Chapter 6

BOXING

Lina drove a pickup truck, a fact their mother had bemoaned.

Oscar hadn’t been around for the fallout; he’d left home long before his sister ever got her license.

But Lina had texted him about it and then she’d come to pick him up in the vehicle their mother had called obscene and manly, as though the clutch would pump Oscar’s sister full of testosterone and turn her into the wayward child their mother never spoke of.

The blue-grey vehicle suited her. Lina was slight and pretty, blonde hair brushing her waist, pretty blue eyes on a doll-like face—the daughter their mother had always wanted.

She wore skirts and pink cable-knit sweaters, flat running shoes that showed off her ankles, and that stupid promise ring Ryan had given her when they’d started dating at fifteen.

Oscar liked that she drove this beast of a car.

Maybe it didn’t match her style, but it matched her personality.

Because Lina was also loud, guffawing at every joke, cussing every other sentence, running like Wile E.

Coyote was chasing her every time she stepped foot on a track.

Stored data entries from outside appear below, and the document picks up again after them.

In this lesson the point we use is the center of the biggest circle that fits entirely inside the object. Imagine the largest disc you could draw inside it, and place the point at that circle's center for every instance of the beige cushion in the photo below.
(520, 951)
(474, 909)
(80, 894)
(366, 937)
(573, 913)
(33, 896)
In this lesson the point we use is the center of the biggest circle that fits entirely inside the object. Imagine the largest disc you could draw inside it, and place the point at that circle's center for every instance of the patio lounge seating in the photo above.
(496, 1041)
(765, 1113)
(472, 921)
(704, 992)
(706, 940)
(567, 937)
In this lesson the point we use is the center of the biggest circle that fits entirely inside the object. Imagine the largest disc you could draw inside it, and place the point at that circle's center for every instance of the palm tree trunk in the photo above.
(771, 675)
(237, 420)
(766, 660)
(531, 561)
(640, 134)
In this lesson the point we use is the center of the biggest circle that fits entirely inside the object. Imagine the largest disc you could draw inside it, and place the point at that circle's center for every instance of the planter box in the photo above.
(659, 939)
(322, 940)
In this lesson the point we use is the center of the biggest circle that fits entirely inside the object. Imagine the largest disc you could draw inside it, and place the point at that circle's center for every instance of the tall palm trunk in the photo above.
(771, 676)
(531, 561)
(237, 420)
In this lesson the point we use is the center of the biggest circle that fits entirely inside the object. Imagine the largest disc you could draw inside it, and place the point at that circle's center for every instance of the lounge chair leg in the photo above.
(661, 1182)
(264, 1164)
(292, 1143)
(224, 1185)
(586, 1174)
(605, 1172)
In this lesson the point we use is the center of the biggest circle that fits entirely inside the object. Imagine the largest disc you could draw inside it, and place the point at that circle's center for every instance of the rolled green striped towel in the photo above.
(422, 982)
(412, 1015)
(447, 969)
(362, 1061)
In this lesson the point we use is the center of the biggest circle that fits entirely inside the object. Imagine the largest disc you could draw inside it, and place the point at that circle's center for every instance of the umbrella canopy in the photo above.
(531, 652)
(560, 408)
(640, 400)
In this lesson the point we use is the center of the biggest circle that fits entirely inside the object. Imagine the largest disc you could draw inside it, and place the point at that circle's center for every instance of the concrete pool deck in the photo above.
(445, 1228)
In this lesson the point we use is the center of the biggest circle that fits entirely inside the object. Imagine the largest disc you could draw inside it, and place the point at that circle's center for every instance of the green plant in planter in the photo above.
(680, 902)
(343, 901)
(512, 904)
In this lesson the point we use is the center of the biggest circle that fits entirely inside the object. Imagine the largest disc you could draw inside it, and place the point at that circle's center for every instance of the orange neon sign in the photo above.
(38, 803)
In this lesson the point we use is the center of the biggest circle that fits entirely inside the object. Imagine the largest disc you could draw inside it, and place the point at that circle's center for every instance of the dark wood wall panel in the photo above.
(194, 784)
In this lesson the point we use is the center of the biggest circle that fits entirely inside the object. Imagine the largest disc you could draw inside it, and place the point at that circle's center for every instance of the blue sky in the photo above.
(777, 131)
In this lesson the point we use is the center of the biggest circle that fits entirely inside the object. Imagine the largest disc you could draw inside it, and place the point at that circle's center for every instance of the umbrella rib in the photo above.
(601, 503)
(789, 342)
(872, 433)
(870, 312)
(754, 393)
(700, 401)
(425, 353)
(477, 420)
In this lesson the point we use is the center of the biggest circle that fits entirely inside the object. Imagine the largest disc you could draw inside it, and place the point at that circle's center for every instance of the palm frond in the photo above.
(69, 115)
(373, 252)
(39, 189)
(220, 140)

Barely visible behind the wheel, she made her presence known by honking her horn and flipping off every man who dared presume she wasn’t capable of driving the damn thing. It all made Oscar rather proud.

But maybe not as proud as sitting in the passenger’s seat, watching their town roll away and the trees come into view as they drove to the big city, the truck bed weighed down by the boxes Lina had packed over the previous two months.

It was a little early to move into the dorms, but she’d found a part-time job that would keep her going throughout the year, and they’d asked her to start in the summer. She’d emailed the university with a list of benefits and reasons, and they’d let her move in weeks ahead of first semester.

This was where Oscar came in.

Lina had texted him the moment the residential office said yes, asking whether he’d like to help her move in.

Texting back and forth with Aaron hadn’t given Oscar the courage to ask him out again after their coffee-date-morning-after breakfast, and he’d snatched the opportunity for a distraction.

It had been a little over two weeks since he’d last seen him—two painfully long weeks.

But at least it would just be the two of them. Ryan had scheduled a practice test for police academy that he couldn’t move.

Fuck you, Ryan, Oscar thought now as he listened to his sister rambling about how she wished her boyfriend was here, too.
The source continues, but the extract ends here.